More on Qualcomm v. Broadcom Sanctions Case

As I’ve said, there will be lots of commentary about the Qualcomm v. Broadcom case from Americans, and I’d rather leave it to them than wade in myself. So this is just a teaser for those who are unfamiliar with the issue. I’ve also provided some links below if I’ve managed to pique your interest.

The order, released on Monday by a California court, brought an end to an intense dispute about failure to produce relevant e-mails that began this January 26th when a witness for Qualcomm in a patent dispute admitted that she had received e-mails from a mailing list (called the “avc_ce” list) which was evidence of Qualcomm’s participation in a standards setting body (called “JVT,” on the “H.2264” standard) before a specific point in time. In the Court’s words, Qualcomm’s assertion that it had not participated in the JVT was “vital” to its success in defeating Broadcom’s waiver argument, and two days after the admission was made a jury returned an advisory verdict that claimed two of Qualcomm’s patents were unenforceable because of waiver.

After the trial Broadcom asked Qualcomm to conduct additional searches to determine the scope of its discovery violation, and eventually Qualcomm agreed to search the current and archived e-mails of its five witnesses based on the terms “avc_ce,” “JVT,” and “H.2264.” Then, in April, Qualcomm’s general counsel and the lead counsel at trial wrote the trial judge to apologize for failing to produce relevant documents.

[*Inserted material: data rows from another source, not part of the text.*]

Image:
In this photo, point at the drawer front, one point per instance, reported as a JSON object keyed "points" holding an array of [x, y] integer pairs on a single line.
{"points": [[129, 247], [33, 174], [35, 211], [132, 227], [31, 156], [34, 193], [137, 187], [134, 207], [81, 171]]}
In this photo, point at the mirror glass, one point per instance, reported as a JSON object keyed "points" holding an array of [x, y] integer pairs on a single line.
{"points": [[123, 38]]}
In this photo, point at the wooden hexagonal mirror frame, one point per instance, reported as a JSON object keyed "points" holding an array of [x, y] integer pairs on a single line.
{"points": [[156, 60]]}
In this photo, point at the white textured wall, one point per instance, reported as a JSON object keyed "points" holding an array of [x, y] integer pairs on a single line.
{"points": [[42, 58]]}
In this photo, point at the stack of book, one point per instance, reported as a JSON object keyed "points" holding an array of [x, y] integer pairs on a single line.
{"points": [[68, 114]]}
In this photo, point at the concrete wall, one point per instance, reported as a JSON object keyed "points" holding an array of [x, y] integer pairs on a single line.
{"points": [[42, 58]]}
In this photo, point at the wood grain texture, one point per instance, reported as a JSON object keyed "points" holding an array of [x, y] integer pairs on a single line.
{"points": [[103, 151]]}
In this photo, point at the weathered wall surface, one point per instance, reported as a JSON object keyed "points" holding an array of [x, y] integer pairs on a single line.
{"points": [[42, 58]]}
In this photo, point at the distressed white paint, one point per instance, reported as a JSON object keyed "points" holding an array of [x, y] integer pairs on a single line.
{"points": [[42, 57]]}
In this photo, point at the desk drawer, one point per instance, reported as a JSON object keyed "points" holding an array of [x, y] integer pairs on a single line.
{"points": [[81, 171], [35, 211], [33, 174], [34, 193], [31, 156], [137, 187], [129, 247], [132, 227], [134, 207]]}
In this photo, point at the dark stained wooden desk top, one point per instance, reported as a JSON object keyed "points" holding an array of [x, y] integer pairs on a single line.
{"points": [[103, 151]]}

Qualcomm eventually located over 46,000 responsive and undisclosed records by searching the e-mail archives of 21 employees. Then…

  • …Broadcom filed a motion for sanctions
  • …Qualcomm’s lawyers were ordered to show cause why they should not be sanctioned
  • …Qualcomm came into conflict with its lawyers about who was responsible and refused to waive its solicitor-client privilege for use by the lawyers in the show cause
  • …which all led to the recent order.

This week Magistrate Judge Barbara L. Major held that both Qualcomm and six of its attorneys committed misconduct, focusing on the failure to conduct an e-mail search on obvious custodians on obvious terms on an issue that was obviously central to the case. She ordered Qualcomm to pay over $8.5 million for Broadcom’s attorneys’ fees and other litigation costs (less costs ordered to be paid earlier), referred six lawyers on Qualcomm’s litigation team to the State Bar of California for investigation and ordered these lawyers and some of Qualcomm’s in-house lawyers to participate in a program to craft a model case management protcol to prevent similar events in the future. It appears this protocol – deemed the “Case Review and Enforcement of Discovery Obligations” or “CREDO” protocol – will become a public source of guidance. The Court said:

While no one can undo the misconduct in this case, this process, hopefully, will establish a baseline for other cases. Perhaps it also will establish a turning point in what the Court perceives as a decline in and deterioration of civility, professionalism and ethical conduct in the litigation arena. To the extent it does so, everyone benefits – Broadcom, Qualcomm, and all attorneys who engage in, and judges who preside over, complex litigation. If nothing else, it will provide a road map to assist counsel and corporate clients in complying with their ethical and discovery obligations and conducting the requisite “reasonable inquiry.”